La photographie surréaliste – La beauté convulsive

[27/09/2007]

 

La photographie surréaliste naît officiellement en 1924 avec le Manifeste du mouvement par André Breton. La soif d’expériences nouvelles qui motive la création surréaliste alimente l’exploration du médium photographique sous diverses formes. Parmi les procédés exploités, citons les solarisations de Man Ray qui consistent à réexposer le négatif à la lumière, les brûlages de Raoul Ubac, les photomontages de Pierre Molinier ou les jeux de miroirs d’André Kertész… autant de techniques qui déréalisent les sujets et les objets et leur confèrent une part de mystère, faisant éclore une beauté irrationnelle, merveilleuse et convulsive.

MAN RAY fut peintre et Dada au côté de Marcel Duchamp avant de se consacrer à la photographie.

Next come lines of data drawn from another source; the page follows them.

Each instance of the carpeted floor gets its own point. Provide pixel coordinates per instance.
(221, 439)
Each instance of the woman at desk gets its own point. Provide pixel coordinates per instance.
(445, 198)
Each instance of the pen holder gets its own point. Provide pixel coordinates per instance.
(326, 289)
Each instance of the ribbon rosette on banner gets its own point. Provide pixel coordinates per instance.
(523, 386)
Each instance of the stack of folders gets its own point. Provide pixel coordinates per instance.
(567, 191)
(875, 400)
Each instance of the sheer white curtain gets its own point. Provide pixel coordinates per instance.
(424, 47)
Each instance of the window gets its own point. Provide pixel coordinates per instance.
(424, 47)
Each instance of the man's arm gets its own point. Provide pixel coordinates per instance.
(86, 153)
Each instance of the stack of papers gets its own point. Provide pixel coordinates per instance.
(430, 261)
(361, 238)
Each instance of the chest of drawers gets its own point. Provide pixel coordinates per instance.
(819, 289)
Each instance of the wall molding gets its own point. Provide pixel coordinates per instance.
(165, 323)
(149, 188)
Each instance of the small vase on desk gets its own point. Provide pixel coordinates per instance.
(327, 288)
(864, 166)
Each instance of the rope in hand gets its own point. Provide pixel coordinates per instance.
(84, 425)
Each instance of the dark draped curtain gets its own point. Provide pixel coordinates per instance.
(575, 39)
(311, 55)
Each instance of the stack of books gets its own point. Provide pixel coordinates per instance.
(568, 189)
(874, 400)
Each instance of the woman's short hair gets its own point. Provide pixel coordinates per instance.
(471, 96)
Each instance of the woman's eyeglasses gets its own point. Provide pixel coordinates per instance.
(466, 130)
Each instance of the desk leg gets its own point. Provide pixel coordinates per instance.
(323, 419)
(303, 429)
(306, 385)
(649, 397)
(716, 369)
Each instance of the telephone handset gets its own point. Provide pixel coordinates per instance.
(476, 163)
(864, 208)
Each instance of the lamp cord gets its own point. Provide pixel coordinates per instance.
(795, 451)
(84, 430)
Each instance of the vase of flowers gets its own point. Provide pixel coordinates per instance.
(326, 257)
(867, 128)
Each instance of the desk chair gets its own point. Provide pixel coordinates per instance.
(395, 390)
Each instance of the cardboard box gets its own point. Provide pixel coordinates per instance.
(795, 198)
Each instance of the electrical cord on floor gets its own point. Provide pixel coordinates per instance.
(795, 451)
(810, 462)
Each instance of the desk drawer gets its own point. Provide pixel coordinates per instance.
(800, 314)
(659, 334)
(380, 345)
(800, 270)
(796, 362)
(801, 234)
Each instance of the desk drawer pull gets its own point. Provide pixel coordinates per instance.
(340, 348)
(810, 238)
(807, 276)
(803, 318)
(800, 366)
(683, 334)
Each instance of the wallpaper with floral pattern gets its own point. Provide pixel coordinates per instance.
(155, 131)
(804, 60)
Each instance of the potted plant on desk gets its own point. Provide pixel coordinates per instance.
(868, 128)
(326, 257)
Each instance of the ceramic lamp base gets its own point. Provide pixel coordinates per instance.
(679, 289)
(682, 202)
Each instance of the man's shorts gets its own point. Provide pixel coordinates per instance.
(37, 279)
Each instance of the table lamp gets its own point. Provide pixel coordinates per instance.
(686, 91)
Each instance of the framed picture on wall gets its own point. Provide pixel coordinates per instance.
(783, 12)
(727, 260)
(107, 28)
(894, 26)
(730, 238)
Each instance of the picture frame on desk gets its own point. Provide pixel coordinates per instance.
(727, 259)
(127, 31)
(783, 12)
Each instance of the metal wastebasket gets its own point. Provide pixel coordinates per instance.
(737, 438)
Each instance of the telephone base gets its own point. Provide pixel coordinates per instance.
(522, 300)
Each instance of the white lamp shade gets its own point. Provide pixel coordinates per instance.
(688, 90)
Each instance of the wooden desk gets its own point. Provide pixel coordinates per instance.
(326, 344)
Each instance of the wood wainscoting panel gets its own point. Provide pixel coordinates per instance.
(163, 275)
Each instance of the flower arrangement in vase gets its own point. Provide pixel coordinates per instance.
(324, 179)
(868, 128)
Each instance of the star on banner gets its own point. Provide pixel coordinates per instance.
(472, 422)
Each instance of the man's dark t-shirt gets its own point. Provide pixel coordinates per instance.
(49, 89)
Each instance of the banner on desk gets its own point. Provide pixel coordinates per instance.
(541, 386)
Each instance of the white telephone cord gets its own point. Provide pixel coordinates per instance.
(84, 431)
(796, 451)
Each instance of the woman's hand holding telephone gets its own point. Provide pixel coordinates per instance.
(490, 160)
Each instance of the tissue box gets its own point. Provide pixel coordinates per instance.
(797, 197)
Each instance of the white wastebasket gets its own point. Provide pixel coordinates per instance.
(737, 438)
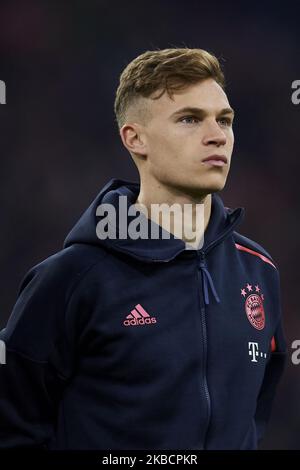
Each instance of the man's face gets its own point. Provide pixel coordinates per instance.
(178, 143)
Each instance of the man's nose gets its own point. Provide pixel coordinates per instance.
(213, 134)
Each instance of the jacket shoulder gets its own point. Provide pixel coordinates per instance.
(66, 266)
(245, 244)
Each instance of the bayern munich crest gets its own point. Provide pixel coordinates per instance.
(254, 306)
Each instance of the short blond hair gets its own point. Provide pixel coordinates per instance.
(166, 70)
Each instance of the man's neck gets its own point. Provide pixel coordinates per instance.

Portraitiste aux premières heures, il adopte au début des années 20 la rayographie, technique photographique sans appareil ou les objets sont directement posés sur du papier sensible. Le prix de ses rayographies s’envolent plus que tout autre cliché : en 2006, par exemple, six photographies de Man Ray furent adjugées pour plus de 200 000 $ chacune… toutes étaient des rayographies réalisées entre 1926 et 1930. L’une d’entre, Rayograph (Electricité) culmina à 200 000 £ (plus de 290 000 €, Christie’s Londres, le 17 mai). Cependant, de tels sommets sont rares et les aficionados du cliché surréaliste peuvent acquérir des œuvres de cette série au dixième de ce montant comme Necklace and Bracelet in white Horsehair by Elsa Triolet de 1932/1933 qui changea de main pour 20 000 £ (près de 30 000 ) en mai dernier chez Christie’s Londres.
Pour moins de 5 000 euros, l’amateur de rayographie devra se contenter d’un tirage postérieur comme ceux réalisés par Pierre Gassmann après la mort de l’artiste.Outre ce type d’œuvres et dans cette gamme de prix, des sujets plus « classiques », portraits ou rencontres incongrues d’objets, sont abordables, y compris lorsqu’il s’agit de tirages argentiques vintage. Par exemple, L’oeuf et le coquillage, un cliché de 1931 proposé chez Hampel à Munich en juin 2007, fut soumis aux enchères pour une fourchette d’estimation de 400 – 600 €… mais le cliché ne rencontra pas son public et resta invendu.

Quatre années après la dispersion historique de la collection du pape du surréalisme André Breton (15 avril 2003), qui faisait tomber des enchères records dont celle d’Hans BELLMER pour La poupée (1936, 185 000 €), de Manuel ÁLVAREZ BRAVO pour Parabola optica (parabole optique) (130 000 €) ou de Raoul UBAC pour Le triomphe de la stérilité – Penthésilée (95 000 €), ces artistes n’ont pas réitéré ces exploits. Précisons qu’un pedigree aussi prestigieux que celui de la collection Breton couplé à une qualité d’œuvres extraordinaire déclencha un enthousiasme immodéré chez les collectionneurs. Sans le sceau de cette collection, des mises en scène de Poupées de Bellmer, moins abouties que celle de 1936 colorée à l’aniline s’échangent autour de 10 000 €, à l’instar de celle proposée chez Mathias-Le Roux-Morel-Baron-Ribeyre (Paris) en novembre 2006 qui quadrupla tout de même son estimation basse en trouvant acquéreur pour 10 600 euros!

Autre exemple, le produit des ventes dégagé pour Raoul Ubac en 2003 s’éleva à près de 400 000 €, tandis qu’en 2005 ses œuvres dégagèrent «seulement » 90 411 € pour un nombre de transactions quasi identique à celui de 2003. A l’heure actuelle, comptez entre 10 000 et 20 000 € si vous convoitez un photomontage ou une composition solarisée des années 30 sous l’objectif d’Ubac.
Quant à Pierre Molinier, son meilleur produit des ventes ne fut pas dégagé en 2003, bien qu’il afficha cette année une progression de +460% par rapport à l’année précédente (142 421 € de produit des ventes en 2003), mais en 2005 à hauteur de 211 873 €. Ce bon résultat de 2005 reflète le succès de la dispersion du 8 juin 2005 consacrée à Molinier et orchestrée par P.Bergé-Buffetaud-Godeau-Chambre-De Nicolay à Paris. Pas moins de 126 photos furent proposées lors de cette vacation dont la majorité furent adjugées entre 350 et 750 euros, bien que certaines épreuves furent enlevées entre 1 000 et 3 000 € comme Le podex d’amour, un photomontage adjugé 2 600 €.